О сущности христианской веры, как откровенно констатирует д-р Бенсон, Пейтер не знал почти ничего. К этому можно добавить, что его интеллект был недостаточно мощным, чтобы уяснить, — я имею в виду уяснить так же прочно, как многие не столь знаменитые ученые-классики, — суть платонизма, аристо- телизма или неоплатонизма. Поэтому он, вернее, его Марий, существует, будучи совершенно не затронут интеллектуальной работой, которая в те времена соединяла греческую метафизику с христианской традицией; точно так же его совершенно не интересовали реалии римской жизни, чей отзвук мы находим у Петрония или хотя бы в книге Диля о правлении Марка Аврелия[880]. Марий просто дрейфует по направлению к христианской церкви, если вообще применительно к нему можно говорить о каком-либо движении; точно так же ни он, ни его создатель, похоже, не имеют ни малейшего представления о той пропасти, что следует преодолеть на пути от размышлений Марка Аврелия к Евангелию. До самого конца душа Мария остается пробужденной лишь наполовину. Даже когда герой лежит на смертном одре во время ритуала, которым его почтили, автор рассуждает: "Когда-то давно ему часто приходило в голову, что умирать в пасмурный или дождливый день было бы чем-то таким, что уже само могло нести в себе оттенок некой облегчающей благодати", вызывая в нашей памяти "цветение фиалок на могиле" из Заключения к "Ренессансу" и смерть Флавиана[881].

Я отметил эту книгу, как нечто значительное. При этом я совсем не хочу сказать, что ее значение как-то связано с тем влиянием, которое она могла оказать. Я не считаю, что этой книгой Пейтер мог повлиять хоть на один серьезный ум в более позднем поколении. Его взгляды на искусство, изложенные в "Ренессансе", запечатлелись в сознании довольно многих писателей 90-х годов и оказались побудительной причиной к смешению искусства и жизни, что оказалось не столь безобидным для отдельных неупорядоченных судеб.
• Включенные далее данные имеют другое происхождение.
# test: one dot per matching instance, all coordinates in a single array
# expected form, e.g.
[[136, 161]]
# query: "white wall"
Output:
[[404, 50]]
Теория (если ее можно назвать теорией) "искусства для искусства" до сих пор сохраняет свою привлекательность в той степени, в какой ее можно считать побуждением художника оставаться верным своему ремеслу; она никогда не была и не может быть привлекательной для зрителя, читателя или слушателя. Насколько "Марий эпикуреец" мог способствовать нескольким религиозным "обращениям" в последующем десятилетии, я не знаю; уверен лишь, что с направлением дальнейшего религиозного развития он не имеет ничего общего. Что же до направления религиозного — или любого другого, столь же важного — развития, то "Марий" гораздо более обязан контакту самого Пейтера (не более близкому, чем самого Мария) с тем, что происходило и произошло бы без его участия.

Истинное значение книги Пейтера заключается, как я думаю, в том, что это документ, свидетельствующий об одном эпизоде из истории мысли и художественного сознания XIX в. Разложение философской мысли в эту эпоху, изоляция друг от друга искусства, философии, религии, этики и литературы прерывается разнообразными попытками произвести их несовершенный химический синтез. Религия становилась моралью, религия становилась искусством, религия становилась наукой или философией; все время проводились неудачные попытки создавать альянсы между различными ответвлениями мысли. Каждый полупророк считал, что обладает полной правдой. Альянсы оказались столь же пагубны, сколь и разделы. Настоящей практике "искусства для искусства" посвятили себя Флобер и Генри Джеймс; Пейтера нельзя найти среди этих людей, его место скорее рядом с Карлейлем, Рёскиным и Арнольдом, хоть и слегка их ниже. "Марий" знаменателен прежде всего как напоминание, что одной религии Карлейля, или Рёскина, или Арнольда, или Теннисона, или Браунинга явно не достаточно. Он демонстрирует, а сам Пейтер демонстрирует еще определенней, чем Кольридж, о котором сам писал когда-то, "ту неистощимую неудовлетворенность, томление и ностальгию… отзвуки которой звучат во всей нашей современной литературе".